I imagine it’s different for everyone but if you gave me the choice between traversing up a steep mountain or wobbling back down, I’d take the ascent any day simply to avoid unpredictable rock and dirt or a rapid unexpected butt tumble. I may be digging a bit deep, but as I walked around Pai Canyon in Thailand I wondered if my hiking preferences in any way correlated to my approach in life. Does my eagerness to climb and effort and my corresponding hesitation to let go and put it on cruise control manifest off the mountain?

Associated or not, my answer is yes. Yes. And yes.

I’ve noticed this before and even joked about quite recently. The path of least resistance? I have no idea what you’re talking about.

Don’t get me wrong. My work ethic and discipline have served me well over the past three decades or so. But the toil and trouble philosophy I’ve become used to is a hard habit to break, even when it’s not welcome. My attraction to effort seems to unconsciously dictate my choices and often prevents me from enjoying the art of doing nothing.

On that mountain, it became very clear that it comes down to one thing plain and simple – fear.

Fear if I just relax things won’t get done. Fear if I don’t go sightseeing I’ll regret missing something. (I believe the kids these days call that “FOMO” or fear of missing out.) Fear if I don’t write today I’ll forget about the profound realizations or blog that so eloquently flashed across the screen of my mind. Fear if I don’t get a quieter room I won’t sleep well and be cranky. Fear if I eat one more piece of bread, my tummy will lose its flat physique uncovered during my Ayurvedic cleanse. Yup. That fear still has its grimy grip on my consciousness. And, last but not least, that indomitable fear that resides deep inside each and every one of us whether we’re conscious of it or not – the fear of dying. Trust me, it’s there.

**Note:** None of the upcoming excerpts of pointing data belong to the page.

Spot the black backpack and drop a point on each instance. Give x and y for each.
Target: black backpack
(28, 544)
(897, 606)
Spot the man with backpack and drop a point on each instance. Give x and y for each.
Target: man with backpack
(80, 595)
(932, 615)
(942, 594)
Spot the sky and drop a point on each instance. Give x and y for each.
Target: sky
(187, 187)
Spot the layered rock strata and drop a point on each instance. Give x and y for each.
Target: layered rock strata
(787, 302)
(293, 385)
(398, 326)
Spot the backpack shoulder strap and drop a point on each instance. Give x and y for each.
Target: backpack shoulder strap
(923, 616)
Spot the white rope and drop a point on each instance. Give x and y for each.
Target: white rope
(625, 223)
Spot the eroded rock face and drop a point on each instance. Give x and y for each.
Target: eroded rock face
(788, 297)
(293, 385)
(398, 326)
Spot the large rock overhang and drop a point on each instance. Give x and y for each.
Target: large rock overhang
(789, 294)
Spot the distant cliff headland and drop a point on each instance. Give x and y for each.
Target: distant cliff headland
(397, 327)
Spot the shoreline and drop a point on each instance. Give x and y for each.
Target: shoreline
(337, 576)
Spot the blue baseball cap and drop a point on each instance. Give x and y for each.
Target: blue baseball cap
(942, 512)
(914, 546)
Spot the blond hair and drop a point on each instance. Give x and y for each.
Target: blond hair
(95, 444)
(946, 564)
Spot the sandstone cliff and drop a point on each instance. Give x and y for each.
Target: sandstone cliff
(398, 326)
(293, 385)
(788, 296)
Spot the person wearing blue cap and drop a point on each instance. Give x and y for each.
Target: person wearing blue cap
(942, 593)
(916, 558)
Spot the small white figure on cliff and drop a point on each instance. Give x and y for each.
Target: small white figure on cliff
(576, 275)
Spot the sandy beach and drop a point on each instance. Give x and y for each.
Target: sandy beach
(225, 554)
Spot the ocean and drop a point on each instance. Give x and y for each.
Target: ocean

I do not advocate being fearless altogether. That’s just dumb. Fear has a purpose. It warned me not to take the unchartered descent down the canyon with bad knees. The scar on my right leg served as a fresh reminder of the consequences of being fearless. Fear also cautions you not to go down a dark alley in India alone. It warns you to leave an abusive relationship.

But when fear begins to involuntarily dictate life decisions, quite frankly, it sucks.

There’s a title reserved for those who are so fearful they dominate every situation in an attempt to ensure things go their way. They are stubborn and unable to understand other points of view or respect differing opinions. They’re called control freaks. You may know one.

My freak flag flies high as I approach the end of my travel journey. I am clear on the force pulling on the cords, raising the flag. It’s my fear of the unknown – the road that lies ahead of me when I return. I’m not sure what it looks like. Or how I’ll manage it. Even before I get home I am on the computer scheduling, contacting, and creating work for myself. If I don’t, what will I do? I can’t just return home and laze around, idyllically dreaming my days away. Or can I? Maybe, just maybe, my days will look completely different than they used to.

To combat control, I’ve been calling up surrender and faith in my morning meditations. Yesterday I attended a yoga class here in Chiang Mai whose focus was 2nd chakra – the energetic center that rules fluidity, adaptability as well as joy and pleasure. It is represented by the element of water. A smile crawled across my face knowing this was not a coincidence. As if I needed a reminder, I was reassured I will always find what I need on my mat.